The John Wesley Powell River History Museum is the only museum in the United States devoted entirely to the history of river running, and it sits exactly where that story belongs — on the bank of the Green River at the east end of the town of Green River, the desert waypoint that has launched river expeditions for more than a century. It honors the one-armed Civil War veteran and geologist John Wesley Powell, who in 1869 led the first documented passage by Europeans down the Green and Colorado rivers and through the Grand Canyon — a treacherous, roughly thousand-mile, three-month descent into what was then one of the last blank spots on the map of the United States.
A visit usually begins in the museum's theater with the short film "The Great Unknown," a retelling of that 1869 journey, before opening into galleries of expedition sculptures and a hall of historic wooden boats built to run whitewater in the decades since Powell. The River Runners Hall of Fame honors the men and women — the Hatch family of river guides among them — who turned river exploration into a way of life. A dinosaur exhibit, a rotating art gallery, and a covered riverside patio lined with interpretive panels on the San Rafael Swell, the Outlaw Trail, and the region's ghost towns round out a stop that rewards far more than the twenty minutes most travelers expect to give it.

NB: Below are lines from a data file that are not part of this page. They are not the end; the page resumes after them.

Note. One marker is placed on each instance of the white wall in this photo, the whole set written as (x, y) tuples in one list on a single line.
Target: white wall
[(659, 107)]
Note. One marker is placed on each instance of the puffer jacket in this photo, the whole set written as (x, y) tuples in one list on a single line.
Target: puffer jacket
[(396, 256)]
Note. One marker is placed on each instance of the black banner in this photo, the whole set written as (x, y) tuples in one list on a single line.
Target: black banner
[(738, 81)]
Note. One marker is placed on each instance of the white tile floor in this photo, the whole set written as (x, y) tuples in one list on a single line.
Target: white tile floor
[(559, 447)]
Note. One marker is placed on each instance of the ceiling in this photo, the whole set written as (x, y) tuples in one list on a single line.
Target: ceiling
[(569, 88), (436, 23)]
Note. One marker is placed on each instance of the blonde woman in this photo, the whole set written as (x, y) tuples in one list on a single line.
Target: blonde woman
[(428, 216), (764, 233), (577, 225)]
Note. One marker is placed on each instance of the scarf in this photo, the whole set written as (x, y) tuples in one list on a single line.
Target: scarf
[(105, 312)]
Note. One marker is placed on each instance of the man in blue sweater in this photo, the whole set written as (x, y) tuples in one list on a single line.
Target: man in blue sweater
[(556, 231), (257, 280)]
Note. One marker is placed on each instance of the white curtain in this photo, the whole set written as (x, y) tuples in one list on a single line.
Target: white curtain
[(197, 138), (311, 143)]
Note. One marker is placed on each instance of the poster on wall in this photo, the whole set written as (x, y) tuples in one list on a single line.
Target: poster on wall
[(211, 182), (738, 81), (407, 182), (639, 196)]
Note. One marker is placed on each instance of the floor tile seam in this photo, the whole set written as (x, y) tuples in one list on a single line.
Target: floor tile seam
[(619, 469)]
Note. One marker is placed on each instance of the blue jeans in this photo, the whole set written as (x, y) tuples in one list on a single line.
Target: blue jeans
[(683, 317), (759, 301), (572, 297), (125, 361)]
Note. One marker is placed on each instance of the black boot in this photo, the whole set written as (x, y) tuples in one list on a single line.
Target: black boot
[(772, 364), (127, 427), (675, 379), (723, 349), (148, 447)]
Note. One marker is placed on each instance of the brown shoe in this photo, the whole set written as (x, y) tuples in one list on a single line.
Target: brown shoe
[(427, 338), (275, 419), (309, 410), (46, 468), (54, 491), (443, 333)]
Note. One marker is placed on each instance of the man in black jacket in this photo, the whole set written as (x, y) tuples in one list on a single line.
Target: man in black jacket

The museum makes a natural anchor for exploring this stretch of the Colorado Plateau. Crystal Geyser, a cold-water geyser that erupts on the riverbank a few miles downstream, is an easy side trip; the rivers Powell charted thread north toward Dinosaur National Monument and south toward the canyon country around Moab. For anyone who has floated these waters — or dreams of it — the museum turns the view out the window into a story a century and a half deep.